Meanwhile, for example, in a case of SL communication related to a service having requirements of high reliability or a service having requirements of relatively high reliability, an SL HARQ feedback operation and/or mechanism of the UE may be useful. For example, in a case of SL communication related to a service having requirements of high reliability, an operation in which a UE having received the service transmits SL HARQ feedback to a UE having transmitted the service may be useful in satisfying the requirements of high reliability.

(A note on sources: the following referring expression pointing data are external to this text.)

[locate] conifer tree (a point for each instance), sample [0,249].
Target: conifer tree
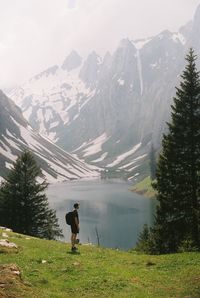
[152,163]
[178,179]
[23,203]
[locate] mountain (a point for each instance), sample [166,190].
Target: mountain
[109,110]
[16,135]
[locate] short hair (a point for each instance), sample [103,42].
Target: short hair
[76,205]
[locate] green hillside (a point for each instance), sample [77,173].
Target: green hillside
[49,269]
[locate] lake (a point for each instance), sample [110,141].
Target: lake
[107,208]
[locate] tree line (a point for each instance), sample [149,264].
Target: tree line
[177,176]
[23,203]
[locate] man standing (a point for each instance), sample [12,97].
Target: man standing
[74,226]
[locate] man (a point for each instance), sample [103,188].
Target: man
[74,226]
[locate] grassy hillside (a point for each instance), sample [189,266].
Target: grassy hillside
[144,188]
[49,269]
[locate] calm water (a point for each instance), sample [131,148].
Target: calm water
[108,207]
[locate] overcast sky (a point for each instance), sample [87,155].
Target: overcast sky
[35,34]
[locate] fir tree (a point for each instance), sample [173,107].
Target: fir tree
[152,163]
[23,203]
[178,180]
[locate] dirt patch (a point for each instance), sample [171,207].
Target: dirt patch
[11,284]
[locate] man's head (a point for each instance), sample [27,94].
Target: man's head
[76,206]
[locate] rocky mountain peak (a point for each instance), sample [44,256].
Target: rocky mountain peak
[90,69]
[72,61]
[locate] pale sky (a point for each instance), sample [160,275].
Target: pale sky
[36,34]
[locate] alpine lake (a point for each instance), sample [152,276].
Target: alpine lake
[110,214]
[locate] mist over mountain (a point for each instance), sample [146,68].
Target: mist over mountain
[109,110]
[16,135]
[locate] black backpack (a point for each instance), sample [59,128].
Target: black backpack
[68,218]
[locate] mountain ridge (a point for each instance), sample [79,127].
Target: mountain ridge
[115,102]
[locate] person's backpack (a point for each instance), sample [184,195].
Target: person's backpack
[68,218]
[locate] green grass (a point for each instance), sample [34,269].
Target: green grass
[144,188]
[98,272]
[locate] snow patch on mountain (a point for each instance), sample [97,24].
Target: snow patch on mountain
[178,37]
[139,66]
[140,43]
[101,158]
[124,155]
[96,145]
[121,82]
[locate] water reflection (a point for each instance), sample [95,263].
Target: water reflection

An HARQ feedback resource may include an HARQ feedback transmission resource and/or an HARQ feedback reception resource. For example, the HARQ feedback transmission resource may include a resource for transmitting HARQ feedback and/or a resource related to the transmission of HARQ feedback. For example, the HARQ feedback reception resource may include a resource for receiving HARQ feedback and/or a resource related to the reception of HARQ feedback.

A PSSCH resource may include a PSSCH transmission resource and/or a PSSCH reception resource. For example, the PSSCH transmission resource may include a resource for transmitting a PSSCH and/or a resource related to the transmission of the PSSCH. For example, the PSSCH reception resource may include a resource for receiving a PSSCH and/or a resource related to the reception of the PSSCH.

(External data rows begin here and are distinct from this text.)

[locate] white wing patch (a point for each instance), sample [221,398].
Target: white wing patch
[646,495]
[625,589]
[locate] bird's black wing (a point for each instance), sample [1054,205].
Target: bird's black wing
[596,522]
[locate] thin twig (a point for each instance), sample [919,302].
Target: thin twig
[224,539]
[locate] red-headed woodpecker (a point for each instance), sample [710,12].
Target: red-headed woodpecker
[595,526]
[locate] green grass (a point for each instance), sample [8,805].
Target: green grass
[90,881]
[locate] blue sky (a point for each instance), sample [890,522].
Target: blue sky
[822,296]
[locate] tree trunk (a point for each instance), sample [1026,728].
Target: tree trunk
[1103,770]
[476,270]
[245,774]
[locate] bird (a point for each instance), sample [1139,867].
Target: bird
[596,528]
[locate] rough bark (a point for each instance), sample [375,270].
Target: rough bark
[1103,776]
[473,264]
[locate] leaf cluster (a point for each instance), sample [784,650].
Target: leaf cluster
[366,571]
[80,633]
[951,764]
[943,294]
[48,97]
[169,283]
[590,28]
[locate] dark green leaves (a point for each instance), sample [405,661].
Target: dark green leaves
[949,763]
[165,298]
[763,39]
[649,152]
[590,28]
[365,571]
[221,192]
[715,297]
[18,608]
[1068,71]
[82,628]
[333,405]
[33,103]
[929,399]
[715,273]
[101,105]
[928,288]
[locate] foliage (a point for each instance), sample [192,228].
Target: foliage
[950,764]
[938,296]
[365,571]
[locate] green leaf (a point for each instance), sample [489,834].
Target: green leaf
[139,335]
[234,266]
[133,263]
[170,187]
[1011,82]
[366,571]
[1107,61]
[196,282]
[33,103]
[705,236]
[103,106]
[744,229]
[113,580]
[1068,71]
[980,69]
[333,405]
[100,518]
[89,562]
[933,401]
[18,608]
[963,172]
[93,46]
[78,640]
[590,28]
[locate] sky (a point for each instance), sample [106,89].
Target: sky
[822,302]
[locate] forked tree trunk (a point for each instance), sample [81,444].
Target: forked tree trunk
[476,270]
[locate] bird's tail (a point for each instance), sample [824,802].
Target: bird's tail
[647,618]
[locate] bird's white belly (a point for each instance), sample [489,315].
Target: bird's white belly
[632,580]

A PSCCH resource may include a PSCCH transmission resource and/or a PSCCH reception resource. For example, the PSCCH transmission resource may include a resource for transmitting a PSCCH and/or a resource related to the transmission of the PSCCH. For example, the PSCCH reception resource may include a resource for receiving a PSCCH and/or a resource related to the reception of the PSCCH.

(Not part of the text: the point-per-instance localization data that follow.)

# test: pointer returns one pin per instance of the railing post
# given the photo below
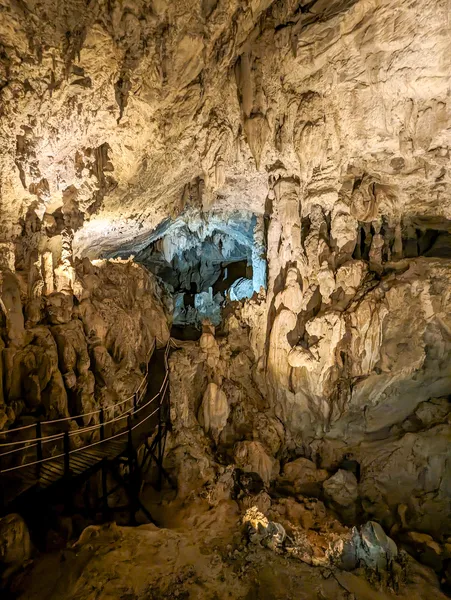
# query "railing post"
(102, 425)
(160, 433)
(38, 448)
(130, 438)
(105, 507)
(66, 454)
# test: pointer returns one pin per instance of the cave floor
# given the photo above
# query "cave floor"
(199, 553)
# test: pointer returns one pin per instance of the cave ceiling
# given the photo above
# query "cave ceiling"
(118, 115)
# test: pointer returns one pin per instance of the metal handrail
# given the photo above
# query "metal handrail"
(74, 417)
(31, 443)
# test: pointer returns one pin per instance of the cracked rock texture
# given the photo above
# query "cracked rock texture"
(83, 349)
(332, 121)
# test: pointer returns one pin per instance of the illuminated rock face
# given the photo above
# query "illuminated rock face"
(330, 122)
(86, 347)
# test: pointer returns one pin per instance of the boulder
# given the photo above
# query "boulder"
(368, 545)
(262, 531)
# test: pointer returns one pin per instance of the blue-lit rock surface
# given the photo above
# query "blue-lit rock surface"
(206, 259)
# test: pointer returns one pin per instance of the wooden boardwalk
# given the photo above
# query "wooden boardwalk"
(147, 417)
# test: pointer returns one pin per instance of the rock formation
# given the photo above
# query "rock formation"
(309, 141)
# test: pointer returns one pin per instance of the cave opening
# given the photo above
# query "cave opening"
(206, 261)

The resource may include at least one of a time domain resource, a frequency domain resource, and/or a code domain resource.

When a resource collision occurs during at least one of a PSSCH transmission, a PSCCH transmission, and/or an HARQ feedback transmission of the UE, it may be difficult for the SL HARQ feedback procedure and/or operation of the UE to be correctly executed. For example, when a resource collision occurs during at least one of a PSSCH transmission, a PSCCH transmission, and/or an HARQ feedback transmission, it may be difficult for the overall SL HARQ feedback procedure and/or operation of the UE to be accurately executed.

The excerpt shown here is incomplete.